Şu bir gerçek; Türkiye’de hemen hemen herkesin üzerinde mutabık kaldığı bir konu, hukuk alanında ve hukukun icra yeri olan yargı makamlarında, yargılama süreçlerinde, yasalarda çok ciddi problemlerimizin olduğudur.

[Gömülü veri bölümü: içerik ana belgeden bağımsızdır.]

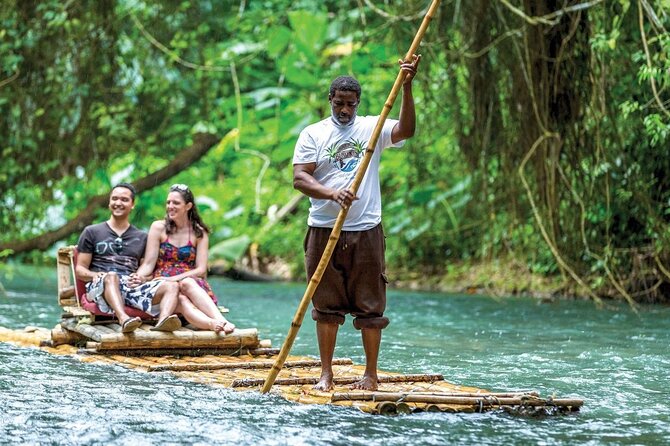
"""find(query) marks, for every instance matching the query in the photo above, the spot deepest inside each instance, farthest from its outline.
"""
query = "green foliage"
(96, 92)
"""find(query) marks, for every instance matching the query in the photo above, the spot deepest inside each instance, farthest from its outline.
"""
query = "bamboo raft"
(241, 361)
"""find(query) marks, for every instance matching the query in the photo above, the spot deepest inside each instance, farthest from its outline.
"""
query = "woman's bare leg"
(196, 317)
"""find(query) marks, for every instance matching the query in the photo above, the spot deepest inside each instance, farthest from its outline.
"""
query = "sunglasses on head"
(179, 186)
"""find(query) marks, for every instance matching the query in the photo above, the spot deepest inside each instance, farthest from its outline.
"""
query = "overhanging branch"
(202, 143)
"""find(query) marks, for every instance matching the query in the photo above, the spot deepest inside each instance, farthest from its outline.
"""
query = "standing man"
(109, 255)
(327, 156)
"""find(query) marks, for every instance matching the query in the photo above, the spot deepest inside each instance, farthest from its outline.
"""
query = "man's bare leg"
(168, 297)
(371, 340)
(326, 334)
(113, 297)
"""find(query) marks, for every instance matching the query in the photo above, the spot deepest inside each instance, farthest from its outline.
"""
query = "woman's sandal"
(131, 324)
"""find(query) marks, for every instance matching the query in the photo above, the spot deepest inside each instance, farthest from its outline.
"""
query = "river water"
(614, 359)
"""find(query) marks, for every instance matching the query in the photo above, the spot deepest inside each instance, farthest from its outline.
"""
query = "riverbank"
(496, 279)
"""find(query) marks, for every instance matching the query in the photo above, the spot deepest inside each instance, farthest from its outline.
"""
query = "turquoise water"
(615, 360)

Sürekli yargı paketleri açıyoruz, her yıl adli yıl açılışlarında ilgili yılın Temel İnsan Hakları konusunda reform yılı olacağına, yargılama süreçlerinde yeni iyileştirmeler yapılacağına dair konuşmalar yapılıyor, ancak her geçen yıl bir önceki yılı aratıyor, ister düşünce, ifade hürriyeti gibi, isterse mülkiyet hakkı, basın özgürlüğü gibi Temel Haklar konusunda olsun, maalesef bir türlü şikayetler, itirazlar, hukuk ihlalleri bitmiyor, aksine artıyor. Bunun en büyük kanıtı, İstinaf mahkemelerinin açılmasına, yargıya intikal etmeden çözüm yeri olarak Hakemlik Müessesinin kurulmasına rağmen hala dava sayılarının ve mevcut dava dosyaların da azalmamasıdır. Neden?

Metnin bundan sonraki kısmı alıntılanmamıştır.